The giraffe Giraffa camelopardalis
Obviously, describing giraffes does not seem to make a sense – all of us have known about this tallest living land animal from our early childhood. Let’s just learn some facts about giraffes. Fully grown male giraffes reach the height of 5.5 m, and weigh up to 900 kilograms. Each individual giraffe has a unique coat pattern, as people have individual fingerprints.
Giraffes have two horns on the sides of their heads covered with skin and fur and thickened on top. Their beautiful black eyes are laced with thick eyelashes. These graceful animals have acute eyesight, good hearing and developed sense of smell which all help them to spot predators at a distance. Their height allows giraffes a great vision of the wide range. It is interesting that despite its extremely long neck, which makes it possible for the giraffe to pick up leaves from very tall trees, it has just seven vertebrae like all other mammals – though each cervical vertebra is over 25 cm long. Apart from elongated neck, giraffes have very long tongues with the length of 45 cm, and they use their tongue and prehensile lips to reach around the thorns while picking the leaves and sprouts. Giraffe legs are very long and strong too; their step distance may reach 6 to 8 meters, and they can run at a speed of 60 km/h. Adult giraffes are capable of killing a large carnivore, including lions, with deadly blow of their front hooves.

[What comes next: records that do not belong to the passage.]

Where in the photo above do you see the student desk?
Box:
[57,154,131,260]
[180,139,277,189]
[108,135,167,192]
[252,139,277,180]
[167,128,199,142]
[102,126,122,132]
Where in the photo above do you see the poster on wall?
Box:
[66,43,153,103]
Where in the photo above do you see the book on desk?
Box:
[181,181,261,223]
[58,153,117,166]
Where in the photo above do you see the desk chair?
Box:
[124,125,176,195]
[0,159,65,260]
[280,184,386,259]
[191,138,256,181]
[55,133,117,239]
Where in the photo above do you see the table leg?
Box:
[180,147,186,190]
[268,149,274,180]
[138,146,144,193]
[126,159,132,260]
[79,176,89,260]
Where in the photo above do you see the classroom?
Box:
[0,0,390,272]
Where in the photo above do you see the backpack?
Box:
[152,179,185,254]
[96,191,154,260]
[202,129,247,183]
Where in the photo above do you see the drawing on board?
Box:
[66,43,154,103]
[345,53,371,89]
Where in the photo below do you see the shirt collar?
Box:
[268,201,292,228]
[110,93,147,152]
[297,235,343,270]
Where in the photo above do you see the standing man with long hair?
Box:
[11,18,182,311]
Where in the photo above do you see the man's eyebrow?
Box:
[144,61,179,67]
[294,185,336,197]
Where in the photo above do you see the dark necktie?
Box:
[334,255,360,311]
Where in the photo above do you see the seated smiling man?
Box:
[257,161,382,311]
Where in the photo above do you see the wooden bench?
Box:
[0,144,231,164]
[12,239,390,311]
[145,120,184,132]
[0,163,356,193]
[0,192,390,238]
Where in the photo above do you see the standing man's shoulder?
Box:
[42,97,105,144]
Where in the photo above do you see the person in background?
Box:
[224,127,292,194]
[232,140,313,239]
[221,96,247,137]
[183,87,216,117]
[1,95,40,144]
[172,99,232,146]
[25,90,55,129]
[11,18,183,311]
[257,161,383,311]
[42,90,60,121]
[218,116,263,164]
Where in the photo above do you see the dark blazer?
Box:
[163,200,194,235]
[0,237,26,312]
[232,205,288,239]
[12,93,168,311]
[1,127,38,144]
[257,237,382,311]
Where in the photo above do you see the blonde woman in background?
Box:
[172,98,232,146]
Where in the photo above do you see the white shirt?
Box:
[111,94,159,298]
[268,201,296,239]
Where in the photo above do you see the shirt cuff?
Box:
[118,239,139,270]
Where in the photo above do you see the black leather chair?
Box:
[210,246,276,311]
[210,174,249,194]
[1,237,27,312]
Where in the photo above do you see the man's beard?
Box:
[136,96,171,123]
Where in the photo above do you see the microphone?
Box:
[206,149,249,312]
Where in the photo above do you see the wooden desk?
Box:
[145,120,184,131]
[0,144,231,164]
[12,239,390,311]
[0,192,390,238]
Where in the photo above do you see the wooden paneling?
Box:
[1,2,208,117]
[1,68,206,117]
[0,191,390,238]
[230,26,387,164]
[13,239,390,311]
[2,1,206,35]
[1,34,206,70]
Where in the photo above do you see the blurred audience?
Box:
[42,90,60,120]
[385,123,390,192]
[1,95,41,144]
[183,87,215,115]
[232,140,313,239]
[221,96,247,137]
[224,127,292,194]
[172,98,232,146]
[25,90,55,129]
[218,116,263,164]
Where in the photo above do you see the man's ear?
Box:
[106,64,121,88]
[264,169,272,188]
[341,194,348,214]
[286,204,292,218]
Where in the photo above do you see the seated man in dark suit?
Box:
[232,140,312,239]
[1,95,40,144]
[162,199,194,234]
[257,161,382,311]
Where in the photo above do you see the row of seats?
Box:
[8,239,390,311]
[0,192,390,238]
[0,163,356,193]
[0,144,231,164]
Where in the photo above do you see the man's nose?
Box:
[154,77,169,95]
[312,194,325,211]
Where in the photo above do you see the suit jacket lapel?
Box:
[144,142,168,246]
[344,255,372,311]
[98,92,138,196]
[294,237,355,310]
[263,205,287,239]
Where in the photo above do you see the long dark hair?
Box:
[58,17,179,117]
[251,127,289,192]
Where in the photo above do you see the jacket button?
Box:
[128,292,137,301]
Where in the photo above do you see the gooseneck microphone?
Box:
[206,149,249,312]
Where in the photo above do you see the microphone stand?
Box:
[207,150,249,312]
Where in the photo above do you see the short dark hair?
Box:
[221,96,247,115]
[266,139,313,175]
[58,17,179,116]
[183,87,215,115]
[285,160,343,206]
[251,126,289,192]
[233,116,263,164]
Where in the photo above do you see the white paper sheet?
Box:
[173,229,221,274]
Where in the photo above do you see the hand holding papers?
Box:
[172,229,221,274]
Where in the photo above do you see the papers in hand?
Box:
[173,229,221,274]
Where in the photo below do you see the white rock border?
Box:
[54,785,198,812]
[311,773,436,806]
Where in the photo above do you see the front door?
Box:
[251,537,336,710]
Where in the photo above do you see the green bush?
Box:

The giraffe great height creates some problems for this animal. Its heart must generate a very high blood pressure to maintain blood flow to the brain that is located 3.5 m higher than the heart. That is why giraffe heart is very large and strong: it can weigh 12 kg and have the length of 60 cm; the wall of the heart can be as thick as 6 cm, and it creates the blood pressure of 340/230 mm Hg. Such a high pressure is associated with the risk of haemorrhages, but giraffes have several adaptations for solving this problem: their skin and connective tissues are thick and tight, and the capillaries in the surface areas of the skin are very thin. To move through the narrow capillaries, the giraffe erythrocytes are very small though they have a large surface area. Giraffe jugular arteries and veins have special system of valves to prevent excess blood flow into the brain when the giraffe lowers its head (for instance, when it is drinking); the valves also prevent blood flow back to the heart, which otherwise could cause oxygen deficiency in the brain. Gestation in giraffe females lasts over 14 months and results in the birth of a single calf. The newborn calf weighing about 50 kilograms drops on the ground from the height of almost two meters. The mother urgently licks her baby’s body over, and the calf raises its head after ten minutes. After another 45 minutes little giraffe is standing on its legs and it can run around in a few hours. In the first few days the calf stays in the clearings, hiding in the thickets, with its patchy coat pattern providing a perfect camouflage, blending with shadows and leaves. After some time, the mother and her baby join her family group. In the first months of the calf’s life the mother leaves her youngster together with other calves in a "nursery", where calves play together while their mothers go out to forage.